Kannst du mir nochmal helfen?


----------



## Quaese (9. Mai 2004)

Hi,

fast - JavaScript ist case-sensitive und somit muss das *color* klein geschrieben werden.

&nbsp;&nbsp;&nbsp;onMouseOver="this.style.color='#000000';" 

Ciao
Quaese


----------



## online (10. Mai 2004)

ok, danke, aber es funktioniert immer noch nicht!

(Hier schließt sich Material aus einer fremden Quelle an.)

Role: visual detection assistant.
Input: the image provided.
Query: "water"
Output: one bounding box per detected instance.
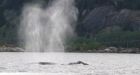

Hier mal der anfang meines scriptes:

```
<td width="78%"><table width="550"  border="0" align="center" cellpadding="0" cellspacing="0" bordercolor="#FFFFFF">
          <tr valign="middle" class="Stil1">
            <td width="20%" height="20" bgcolor="#606CA0" 
			onMouseOver="this.style.backgroundColor='#ffffff'; "; 
			onMouseOut="this.style.backgroundColor='#606ca0';">
			<div align="center">
			<a href="#">Home</a></div></td>
            <td width="20%" height="20" 
			onMouseOver="this.style.backgroundColor='#ffffff'; this.style.color='#000000';" 
			onMouseOut="this.style.backgroundColor='#606ca0';">
<div align="center">
```

ich hoffe, du kannst mir irgendwie helfen, weil ich nicht feststellen kann, warum er das nicht macht!

MFG

Online


----------



## Gumbo (10. Mai 2004)

Vierte Zeile, letztes Zeichen.


----------



## online (12. Mai 2004)

ok, danke, hab ich geändert, aber es funktioniert trotzdem nicht!
Woran kann es sonst noch liegen?


----------



## Andreas Gaisbauer (12. Mai 2004)

Bei mir Funktioniert es sowohl im IE als auch im Mozilla mit deinem Code

```
<html>
<head></head>
<body>

<td width="78%"><table width="550"  border="0" align="center" cellpadding="0" cellspacing="0" bordercolor="#FFFFFF">
          <tr valign="middle" class="Stil1">
            <td width="20%" height="20" bgcolor="#606CA0"
            onMouseOver="this.style.backgroundColor='#ffffff';"
            onMouseOut="this.style.backgroundColor='#606ca0';">
            <div align="center">
            <a href="#">Home</a></div></td>
            <td width="20%" height="20"
            onMouseOver="this.style.backgroundColor='#ffffff'; this.style.color='#000000';"
            onMouseOut="this.style.backgroundColor='#606ca0';">
<div align="center">

</body>
</html>
```

Wenn du es für mehr (sprich fast alle ) Zellen brauchst, schau in unserer FAQ: http://www.tutorials.de/tutorials129991.html

bye


----------



## online (12. Mai 2004)

bei mir funktioniert auch dein script nicht,...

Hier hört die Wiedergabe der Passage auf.